But Romney’s actual platform contains no moderate planks. For instance, he tried to assuage middle-of-the-road voters on healthcare by insisting during the debate that he would repeal Obamacare without sacrificing its popular features, like a ban on the denial of coverage based on preexisting conditions. “No. 1,” Romney said, “preexisting conditions are covered under my plan.” It’s essential for any candidate trying to appeal to general election swing voters to say this, but the actual policy Romney has proposed would not have the effect he described.
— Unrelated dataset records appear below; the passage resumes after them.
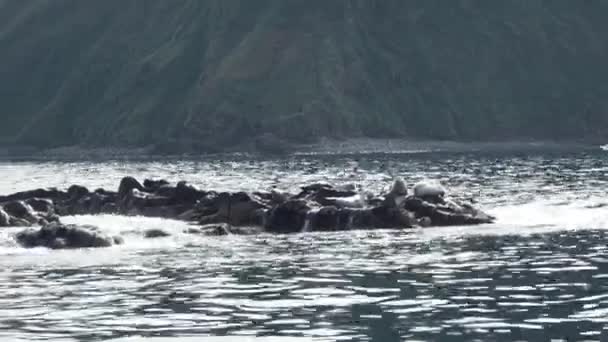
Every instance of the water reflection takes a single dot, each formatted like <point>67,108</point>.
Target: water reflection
<point>493,287</point>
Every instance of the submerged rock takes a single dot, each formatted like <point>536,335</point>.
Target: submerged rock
<point>43,205</point>
<point>318,207</point>
<point>288,217</point>
<point>127,184</point>
<point>60,236</point>
<point>5,219</point>
<point>155,233</point>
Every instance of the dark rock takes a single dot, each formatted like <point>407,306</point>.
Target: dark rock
<point>43,205</point>
<point>127,184</point>
<point>236,209</point>
<point>152,185</point>
<point>20,210</point>
<point>76,192</point>
<point>186,193</point>
<point>165,191</point>
<point>325,219</point>
<point>288,217</point>
<point>137,201</point>
<point>109,208</point>
<point>5,219</point>
<point>50,193</point>
<point>446,214</point>
<point>155,233</point>
<point>60,236</point>
<point>211,230</point>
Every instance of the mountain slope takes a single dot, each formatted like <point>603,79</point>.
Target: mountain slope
<point>215,73</point>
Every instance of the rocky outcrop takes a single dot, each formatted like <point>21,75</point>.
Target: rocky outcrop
<point>317,207</point>
<point>22,213</point>
<point>60,236</point>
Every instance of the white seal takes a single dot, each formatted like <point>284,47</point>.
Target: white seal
<point>423,189</point>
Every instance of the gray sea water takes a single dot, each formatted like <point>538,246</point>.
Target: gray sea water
<point>539,273</point>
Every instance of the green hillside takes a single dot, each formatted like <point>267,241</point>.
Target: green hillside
<point>216,73</point>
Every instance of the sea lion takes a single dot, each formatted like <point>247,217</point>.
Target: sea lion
<point>397,194</point>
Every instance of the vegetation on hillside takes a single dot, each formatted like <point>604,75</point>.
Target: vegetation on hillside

Education is another example, with Romney asserting that, “I love great schools. And the key to great schools, great teachers. So I reject the idea that I don't believe in great teachers or more teachers.” Again, this is tonally in line with what middle-of-the-road voters want to hear, but where is the policy to back it up? As president, Obama presided over a stimulus program that saved hundreds of thousands of teachers’ jobs, and he proposed further action through the American Jobs Act last fall. Romney has railed against both of those programs and not offered any blueprint for hiring more teachers.
This is probably why conservative opinion-leaders seem so unbothered by Romney’s shift to the middle. They recognize that it makes him sound more agreeable to swing voters and that it could help in how he’s portrayed through the media. And they also realize that no matter how much he talks like one, there’s absolutely no reason to believe that a President Romney would govern like a moderate.